Jaql Input/Output
Introduction
Jaql has been designed to flexibly read and write data
from a variety of data stores and formats.
Input and output are handled through read/write expressions;
several examples are introduced in the overview.
For example, localRead, localWrite access locally stored files,
hdfsRead, hdfsWrite access
HDFS files, and
hbaseRead, hbaseWrite access HBase tables.
In this section, we show how to extend Jaql to access new data stores and formats.
We first look into data stores that are supported by Jaql: Hadoop's HDFS and HBase
as well as input/output streams.
Then we look into plugging-in data stores that do not work with Hadoop or stream interfaces.
Hadoop-based Input/Output
In Hadoop's MapReduce, data is accessed using
InputFormat
and OutputFormat.
Classes that implement these interfaces provide enough information to the MapReduce framework so that
the data can be partitioned and processed in parallel.
Jaql's I/O framework supports any Input(Output)Format to be plugged-in.
However, Input(Output)Formats work with Writables while Jaql expects Items.
Thus, the framework makes it easy to convert Writables to and from Items.
In order to make the discussion more concrete, lets look under the hood of the
hdfsRead('books.jqlb') expression.
First, hdfsRead is a macro expression that
makes use of a more generic expression called read.
The following is the actual read expression that is invoked
when using hdfsRead:
read('hdfs', 'books.jqlb');
The first argument to the read expression is the name
associated with a type of data store. Just as names are associated to
function implementations in the function registry, names are
associated to data store types in the storage registry. The second
argument to read is the path of a file stored in HDFS.
For the hdfs data store type, the registry entry specifies default Input(Output)Formats.
The defaults for Jaql are SequenceFileInputFormat and SequenceFileOutputFormat.

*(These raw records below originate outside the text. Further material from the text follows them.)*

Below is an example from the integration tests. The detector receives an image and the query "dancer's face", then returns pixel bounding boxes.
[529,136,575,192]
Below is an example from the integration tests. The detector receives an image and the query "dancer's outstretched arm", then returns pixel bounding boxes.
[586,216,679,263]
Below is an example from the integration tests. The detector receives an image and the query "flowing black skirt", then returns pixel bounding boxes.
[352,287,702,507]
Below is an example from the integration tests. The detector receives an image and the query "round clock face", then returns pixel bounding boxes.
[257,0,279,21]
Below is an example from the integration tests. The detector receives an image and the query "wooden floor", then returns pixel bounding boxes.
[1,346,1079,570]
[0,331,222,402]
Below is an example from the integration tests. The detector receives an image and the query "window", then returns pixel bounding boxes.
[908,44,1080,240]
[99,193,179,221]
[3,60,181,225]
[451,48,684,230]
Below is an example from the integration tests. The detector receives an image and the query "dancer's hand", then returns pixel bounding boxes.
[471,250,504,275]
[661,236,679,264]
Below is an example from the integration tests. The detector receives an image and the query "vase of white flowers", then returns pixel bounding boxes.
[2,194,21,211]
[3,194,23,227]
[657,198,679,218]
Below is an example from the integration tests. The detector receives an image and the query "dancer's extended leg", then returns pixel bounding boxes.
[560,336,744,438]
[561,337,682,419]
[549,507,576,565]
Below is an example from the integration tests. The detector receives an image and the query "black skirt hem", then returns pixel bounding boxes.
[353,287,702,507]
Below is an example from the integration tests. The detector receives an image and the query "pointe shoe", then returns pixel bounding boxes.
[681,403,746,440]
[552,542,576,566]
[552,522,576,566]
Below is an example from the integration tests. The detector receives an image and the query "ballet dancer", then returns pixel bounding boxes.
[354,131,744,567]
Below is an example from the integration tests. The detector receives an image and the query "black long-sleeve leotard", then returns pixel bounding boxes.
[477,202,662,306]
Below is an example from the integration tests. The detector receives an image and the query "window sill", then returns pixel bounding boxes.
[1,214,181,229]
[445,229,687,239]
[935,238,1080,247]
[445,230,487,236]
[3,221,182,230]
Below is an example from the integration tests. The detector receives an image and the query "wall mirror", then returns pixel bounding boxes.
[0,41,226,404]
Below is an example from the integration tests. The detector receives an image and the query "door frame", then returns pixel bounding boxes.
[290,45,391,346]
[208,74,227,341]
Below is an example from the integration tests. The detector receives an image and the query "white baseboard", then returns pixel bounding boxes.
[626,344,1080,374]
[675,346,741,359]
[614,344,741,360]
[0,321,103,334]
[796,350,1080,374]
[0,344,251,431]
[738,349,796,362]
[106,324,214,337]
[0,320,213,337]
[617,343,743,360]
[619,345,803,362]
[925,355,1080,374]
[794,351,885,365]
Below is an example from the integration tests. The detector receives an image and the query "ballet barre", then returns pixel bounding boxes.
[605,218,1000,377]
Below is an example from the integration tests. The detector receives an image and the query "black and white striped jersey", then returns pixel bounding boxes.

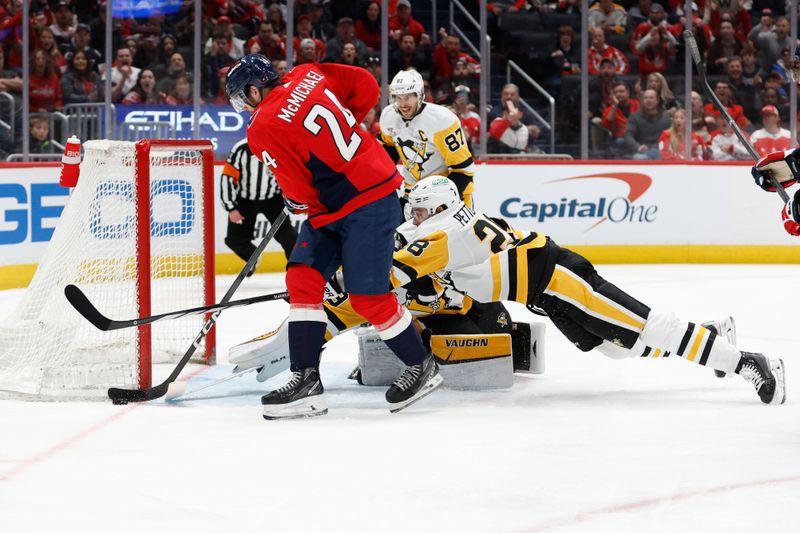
[220,138,281,211]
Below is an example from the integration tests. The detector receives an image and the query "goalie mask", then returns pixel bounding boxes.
[407,176,460,224]
[390,69,425,119]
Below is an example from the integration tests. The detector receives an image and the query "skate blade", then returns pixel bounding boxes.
[389,374,444,414]
[262,395,329,420]
[769,358,786,405]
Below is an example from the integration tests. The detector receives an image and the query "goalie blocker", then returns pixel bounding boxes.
[230,310,545,390]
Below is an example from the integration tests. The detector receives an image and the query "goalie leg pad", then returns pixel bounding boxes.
[229,319,291,382]
[356,329,515,389]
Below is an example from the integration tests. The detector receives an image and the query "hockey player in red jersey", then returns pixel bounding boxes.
[226,54,442,419]
[755,48,800,236]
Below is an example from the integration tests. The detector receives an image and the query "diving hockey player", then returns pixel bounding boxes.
[386,177,785,405]
[380,69,476,207]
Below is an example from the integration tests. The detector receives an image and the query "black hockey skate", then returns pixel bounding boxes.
[736,352,786,405]
[386,354,443,413]
[702,317,736,378]
[261,368,328,419]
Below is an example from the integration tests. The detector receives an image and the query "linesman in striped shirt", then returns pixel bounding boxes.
[220,138,298,270]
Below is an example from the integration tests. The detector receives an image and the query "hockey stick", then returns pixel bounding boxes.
[164,367,258,402]
[683,30,790,203]
[107,209,289,404]
[65,285,288,331]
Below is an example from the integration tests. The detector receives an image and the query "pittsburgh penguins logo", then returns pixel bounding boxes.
[398,137,432,178]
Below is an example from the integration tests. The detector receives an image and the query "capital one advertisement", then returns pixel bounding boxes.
[473,163,797,246]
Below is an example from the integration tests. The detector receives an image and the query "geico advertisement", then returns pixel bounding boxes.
[0,165,288,267]
[473,164,795,245]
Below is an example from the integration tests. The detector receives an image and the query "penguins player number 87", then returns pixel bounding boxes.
[444,128,466,152]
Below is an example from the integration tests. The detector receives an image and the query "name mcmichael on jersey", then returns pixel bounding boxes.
[276,70,325,124]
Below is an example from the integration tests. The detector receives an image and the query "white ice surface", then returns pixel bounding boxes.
[1,266,799,533]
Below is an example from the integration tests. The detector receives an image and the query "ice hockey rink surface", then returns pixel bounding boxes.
[1,265,798,533]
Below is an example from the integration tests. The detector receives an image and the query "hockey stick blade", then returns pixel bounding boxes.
[66,284,288,331]
[64,284,112,330]
[683,30,788,202]
[108,210,289,404]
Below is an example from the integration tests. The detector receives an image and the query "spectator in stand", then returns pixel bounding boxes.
[588,0,627,34]
[365,55,381,83]
[740,46,762,86]
[61,49,100,106]
[30,49,61,112]
[122,69,165,105]
[671,3,712,60]
[0,47,22,96]
[356,2,381,53]
[624,88,671,160]
[635,24,673,78]
[746,7,774,46]
[266,4,287,36]
[726,56,758,123]
[488,83,545,153]
[338,43,363,67]
[750,104,791,157]
[444,58,479,104]
[29,115,57,155]
[108,47,140,103]
[291,15,325,64]
[703,80,748,129]
[750,16,792,76]
[157,52,190,95]
[548,25,581,87]
[203,33,236,100]
[453,86,480,150]
[61,23,102,72]
[274,60,288,80]
[247,20,286,61]
[646,72,677,111]
[38,27,66,74]
[296,38,319,66]
[706,19,742,75]
[659,108,705,160]
[588,57,618,118]
[165,74,194,106]
[707,0,750,42]
[588,26,630,75]
[489,97,530,154]
[154,35,178,73]
[324,17,369,65]
[770,47,794,85]
[758,86,790,125]
[205,16,246,60]
[360,106,381,137]
[601,80,640,156]
[432,32,480,90]
[631,3,672,51]
[134,34,162,72]
[308,1,336,42]
[709,115,750,160]
[389,32,432,80]
[690,90,712,143]
[389,0,429,45]
[49,0,77,48]
[627,0,652,28]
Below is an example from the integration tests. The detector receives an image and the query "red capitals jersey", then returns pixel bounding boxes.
[246,63,401,228]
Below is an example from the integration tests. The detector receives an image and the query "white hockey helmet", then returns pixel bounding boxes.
[407,176,460,217]
[389,69,424,115]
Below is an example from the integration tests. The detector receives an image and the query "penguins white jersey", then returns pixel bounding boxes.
[379,102,476,190]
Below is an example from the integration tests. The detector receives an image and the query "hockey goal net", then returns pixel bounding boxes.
[0,139,216,399]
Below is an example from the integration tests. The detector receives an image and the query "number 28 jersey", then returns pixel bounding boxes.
[246,63,402,228]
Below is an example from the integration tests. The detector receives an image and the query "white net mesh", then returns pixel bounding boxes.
[0,140,211,399]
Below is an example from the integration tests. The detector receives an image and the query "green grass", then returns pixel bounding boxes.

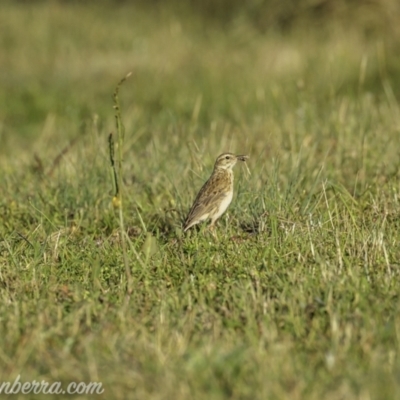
[1,1,400,399]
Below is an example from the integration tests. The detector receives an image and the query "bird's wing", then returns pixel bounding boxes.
[184,184,228,230]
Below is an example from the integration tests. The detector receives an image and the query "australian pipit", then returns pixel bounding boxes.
[183,152,249,232]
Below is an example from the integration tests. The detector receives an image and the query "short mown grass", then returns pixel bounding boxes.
[1,1,400,399]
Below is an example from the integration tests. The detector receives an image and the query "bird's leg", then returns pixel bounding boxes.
[208,221,218,237]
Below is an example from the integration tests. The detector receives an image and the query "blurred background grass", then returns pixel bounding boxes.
[1,0,400,140]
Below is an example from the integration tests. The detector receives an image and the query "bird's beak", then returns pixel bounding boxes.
[237,155,249,162]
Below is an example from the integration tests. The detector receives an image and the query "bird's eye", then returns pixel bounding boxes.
[225,156,230,160]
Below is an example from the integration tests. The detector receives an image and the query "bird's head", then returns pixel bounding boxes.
[214,153,249,171]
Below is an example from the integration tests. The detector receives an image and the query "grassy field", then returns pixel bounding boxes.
[1,1,400,399]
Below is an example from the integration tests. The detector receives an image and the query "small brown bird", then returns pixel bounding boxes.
[183,152,249,232]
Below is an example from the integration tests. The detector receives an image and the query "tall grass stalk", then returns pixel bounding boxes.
[112,72,133,295]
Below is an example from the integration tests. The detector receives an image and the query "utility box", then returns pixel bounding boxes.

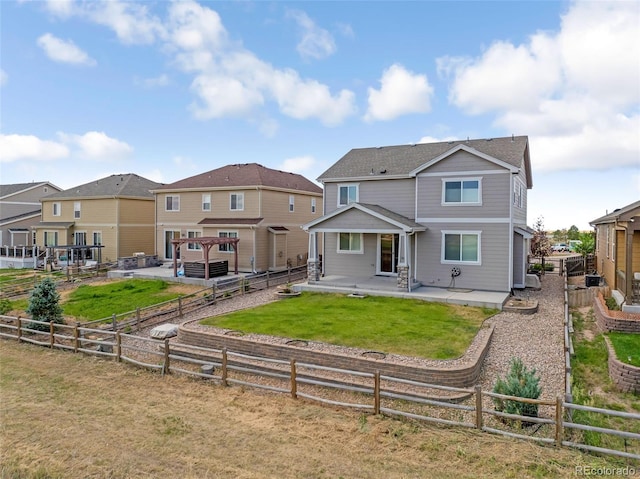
[585,274,601,287]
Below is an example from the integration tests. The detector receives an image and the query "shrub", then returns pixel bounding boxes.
[0,299,12,315]
[528,263,554,273]
[605,297,620,311]
[492,358,542,426]
[26,277,64,331]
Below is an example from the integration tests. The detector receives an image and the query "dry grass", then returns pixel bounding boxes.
[0,340,629,479]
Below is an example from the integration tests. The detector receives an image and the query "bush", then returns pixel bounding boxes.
[528,263,554,273]
[26,277,64,331]
[493,358,542,426]
[0,298,12,315]
[605,297,620,311]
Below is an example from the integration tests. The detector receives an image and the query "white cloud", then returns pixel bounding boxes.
[135,74,170,88]
[57,131,133,160]
[287,9,336,61]
[37,33,96,66]
[44,0,75,18]
[364,64,434,122]
[0,69,7,86]
[279,155,316,174]
[0,134,69,162]
[439,0,639,172]
[418,135,459,144]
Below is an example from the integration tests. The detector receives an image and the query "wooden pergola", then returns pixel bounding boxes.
[170,236,240,279]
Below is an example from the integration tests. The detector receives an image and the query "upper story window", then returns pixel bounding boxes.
[338,184,358,207]
[311,198,316,213]
[52,202,61,216]
[230,193,244,211]
[442,231,481,264]
[74,201,81,219]
[187,231,202,250]
[165,195,180,212]
[289,195,295,212]
[202,194,211,212]
[442,178,481,205]
[513,179,524,208]
[337,232,363,254]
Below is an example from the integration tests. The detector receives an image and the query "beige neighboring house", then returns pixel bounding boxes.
[590,200,640,309]
[152,163,323,273]
[34,174,162,264]
[0,182,63,268]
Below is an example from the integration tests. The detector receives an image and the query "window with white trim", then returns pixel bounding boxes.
[230,193,244,211]
[187,231,202,250]
[92,231,102,246]
[338,184,358,207]
[218,231,237,252]
[165,195,180,211]
[513,179,524,208]
[75,231,87,246]
[74,201,81,219]
[442,179,480,205]
[337,233,363,254]
[311,198,316,213]
[52,202,61,216]
[202,194,211,212]
[289,195,295,212]
[442,231,480,264]
[44,231,58,247]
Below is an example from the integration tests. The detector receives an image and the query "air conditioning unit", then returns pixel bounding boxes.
[133,252,145,257]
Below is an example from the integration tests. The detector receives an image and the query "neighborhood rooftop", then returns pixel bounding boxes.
[318,135,530,184]
[43,174,162,199]
[154,163,323,194]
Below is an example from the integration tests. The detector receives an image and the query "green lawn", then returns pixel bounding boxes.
[608,332,640,367]
[62,279,185,321]
[200,293,497,359]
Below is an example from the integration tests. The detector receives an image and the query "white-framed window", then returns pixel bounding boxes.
[338,184,358,207]
[311,198,316,213]
[337,232,363,254]
[202,194,211,212]
[74,201,81,219]
[289,195,295,212]
[230,193,244,211]
[52,202,61,216]
[187,231,202,250]
[165,195,180,211]
[75,231,87,246]
[218,231,238,252]
[92,231,102,246]
[442,178,481,205]
[44,231,58,247]
[513,179,524,208]
[442,231,481,264]
[32,231,37,246]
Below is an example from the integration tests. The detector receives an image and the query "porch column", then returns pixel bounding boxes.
[397,233,410,291]
[307,231,319,282]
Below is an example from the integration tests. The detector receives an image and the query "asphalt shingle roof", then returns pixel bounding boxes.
[154,163,322,194]
[43,174,162,199]
[318,136,530,183]
[0,182,56,199]
[590,200,640,225]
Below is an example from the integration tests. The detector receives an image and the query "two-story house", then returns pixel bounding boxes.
[590,200,640,309]
[304,136,532,293]
[0,181,62,267]
[152,163,323,273]
[34,174,162,264]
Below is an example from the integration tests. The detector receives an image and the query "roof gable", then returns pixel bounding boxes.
[0,181,61,199]
[409,143,520,176]
[303,202,425,232]
[43,174,161,200]
[590,200,640,225]
[155,163,322,194]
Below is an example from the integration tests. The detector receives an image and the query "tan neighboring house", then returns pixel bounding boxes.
[0,182,62,267]
[152,163,323,273]
[34,174,162,264]
[590,200,640,309]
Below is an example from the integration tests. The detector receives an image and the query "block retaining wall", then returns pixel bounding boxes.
[176,324,494,388]
[604,337,640,394]
[594,293,640,333]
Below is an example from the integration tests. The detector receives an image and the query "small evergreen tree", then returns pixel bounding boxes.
[26,277,63,331]
[493,358,542,426]
[530,216,552,273]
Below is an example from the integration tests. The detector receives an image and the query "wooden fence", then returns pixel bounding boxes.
[1,316,638,461]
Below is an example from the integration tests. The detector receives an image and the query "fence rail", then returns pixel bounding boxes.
[1,316,638,460]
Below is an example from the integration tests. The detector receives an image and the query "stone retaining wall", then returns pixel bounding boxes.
[594,293,640,333]
[604,337,640,394]
[176,324,494,387]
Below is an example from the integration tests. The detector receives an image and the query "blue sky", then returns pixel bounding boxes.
[1,0,638,231]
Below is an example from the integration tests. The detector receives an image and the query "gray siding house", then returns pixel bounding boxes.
[303,136,533,293]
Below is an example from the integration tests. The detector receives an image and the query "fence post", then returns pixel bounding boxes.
[266,270,270,288]
[112,314,117,331]
[374,371,381,415]
[16,317,22,343]
[212,284,217,304]
[475,385,483,430]
[73,323,79,353]
[49,321,54,348]
[163,339,170,375]
[178,296,183,318]
[221,347,228,386]
[116,332,121,362]
[290,359,297,399]
[136,308,141,331]
[287,267,291,284]
[555,397,564,447]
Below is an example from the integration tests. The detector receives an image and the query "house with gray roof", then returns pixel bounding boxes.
[303,136,533,294]
[0,181,62,267]
[34,174,162,264]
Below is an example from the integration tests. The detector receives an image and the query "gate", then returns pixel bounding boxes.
[565,255,585,277]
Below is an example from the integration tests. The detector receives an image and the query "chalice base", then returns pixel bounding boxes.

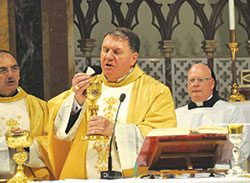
[227,165,250,178]
[81,134,109,141]
[8,168,33,183]
[227,165,245,176]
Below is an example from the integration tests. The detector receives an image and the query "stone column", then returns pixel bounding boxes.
[247,40,250,55]
[78,38,96,57]
[42,0,75,100]
[202,40,217,69]
[158,40,175,58]
[78,38,96,67]
[158,40,175,90]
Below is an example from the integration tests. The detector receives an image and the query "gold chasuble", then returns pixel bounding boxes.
[48,65,177,179]
[0,87,53,180]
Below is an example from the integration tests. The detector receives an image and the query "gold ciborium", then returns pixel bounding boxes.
[81,81,108,141]
[227,124,247,176]
[5,131,34,183]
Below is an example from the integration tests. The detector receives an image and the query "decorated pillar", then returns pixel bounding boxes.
[158,40,175,89]
[202,40,217,69]
[247,40,250,55]
[78,38,96,66]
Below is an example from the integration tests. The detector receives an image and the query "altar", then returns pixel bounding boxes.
[32,177,250,183]
[232,101,250,122]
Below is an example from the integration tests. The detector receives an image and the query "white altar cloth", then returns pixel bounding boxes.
[35,177,250,183]
[232,101,250,123]
[232,101,250,172]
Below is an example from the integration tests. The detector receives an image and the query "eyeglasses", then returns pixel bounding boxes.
[187,78,211,84]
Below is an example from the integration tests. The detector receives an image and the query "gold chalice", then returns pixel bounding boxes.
[86,81,102,116]
[5,131,34,183]
[227,124,248,176]
[81,81,108,141]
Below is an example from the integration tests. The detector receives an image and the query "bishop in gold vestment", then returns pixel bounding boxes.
[48,28,177,179]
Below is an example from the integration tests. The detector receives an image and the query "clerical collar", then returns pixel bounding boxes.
[0,88,19,97]
[194,95,212,107]
[107,67,134,83]
[188,93,220,110]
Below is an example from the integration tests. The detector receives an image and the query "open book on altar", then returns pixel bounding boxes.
[147,126,228,136]
[136,126,228,172]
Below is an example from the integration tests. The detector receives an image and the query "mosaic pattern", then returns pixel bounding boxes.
[75,57,250,108]
[136,58,166,84]
[214,58,250,100]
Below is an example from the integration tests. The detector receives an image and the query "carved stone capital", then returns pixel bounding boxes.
[158,40,175,58]
[202,40,217,58]
[78,38,96,57]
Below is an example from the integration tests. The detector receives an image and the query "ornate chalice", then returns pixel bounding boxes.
[5,131,34,183]
[86,82,102,116]
[227,124,248,176]
[81,81,108,141]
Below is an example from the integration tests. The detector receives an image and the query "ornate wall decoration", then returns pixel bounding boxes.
[74,0,102,56]
[214,57,250,100]
[73,0,249,85]
[76,56,250,107]
[8,0,249,100]
[235,0,250,41]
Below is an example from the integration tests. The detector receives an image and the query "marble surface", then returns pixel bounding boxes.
[15,0,44,99]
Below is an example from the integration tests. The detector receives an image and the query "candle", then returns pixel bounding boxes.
[228,0,235,30]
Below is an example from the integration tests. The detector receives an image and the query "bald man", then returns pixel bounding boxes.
[176,63,249,166]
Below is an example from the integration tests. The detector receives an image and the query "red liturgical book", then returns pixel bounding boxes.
[136,127,228,171]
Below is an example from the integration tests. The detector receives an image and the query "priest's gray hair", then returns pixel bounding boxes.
[104,27,140,54]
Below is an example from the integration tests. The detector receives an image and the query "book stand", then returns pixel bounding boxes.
[134,133,228,178]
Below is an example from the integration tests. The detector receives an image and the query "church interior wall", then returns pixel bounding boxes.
[0,0,249,106]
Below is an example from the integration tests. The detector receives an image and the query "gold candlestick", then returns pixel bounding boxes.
[227,30,246,102]
[5,131,34,183]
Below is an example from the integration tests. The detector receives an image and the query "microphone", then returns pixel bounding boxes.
[100,93,126,179]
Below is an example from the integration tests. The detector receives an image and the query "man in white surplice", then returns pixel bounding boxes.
[175,63,249,167]
[48,27,177,179]
[0,50,52,180]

However, suppose that the HDFS file is a text file (i.e, new-line delimitted records). The InputFormat to use
in this case is TextInputFormat. For this case, Jaql's default can be overriden as follows:
read('hdfs', 'books.jql', {format: 'org.apache.hadoop.mapred.TextInputFormat'});
The additional argument to read is a record that specifies which class
will implement the InputFormat. More generally, this record can specify any options that
are specific to a give data store type. In the example above, it is necessary to specify
a converter from Writables to Items. Why?
A TextFile's records are Text writables, not Jaql Items (i.e., binary JSON).
What is needed is a way to convert a Text Writable into an Item.
This is done by implementing the appropriate converter, then specifying it
as an option to read. An example converter is implemented as follows:
public class FromJSONTxtConverter extends HadoopRecordToItem {
...
@Override
protected WritableToItem createValConverter() {
return new WritableToItem() {
public void convert(Writable src, Item tgt) {
// expect src is of type Text
// use a JSON parser to parse it
// set tgt
}
...
};
...
}
The FromJSONTxtConverter takes as input a Writable value and sets the
Item to the parsed result. The following shows how to use it in read:
read('hdfs', 'books.jql', {format : 'org.apache.hadoop.mapred.TextInputFormat',
converter : 'com.acme.extensions.data.FromJSONTxtConverter'});
The read expression uses TextInputFormat to read the file
specified at 'path' in HDFS. For each record retrieved from the file, it will use
FromJSONTxtConverter to convert each Text Writable to an Item.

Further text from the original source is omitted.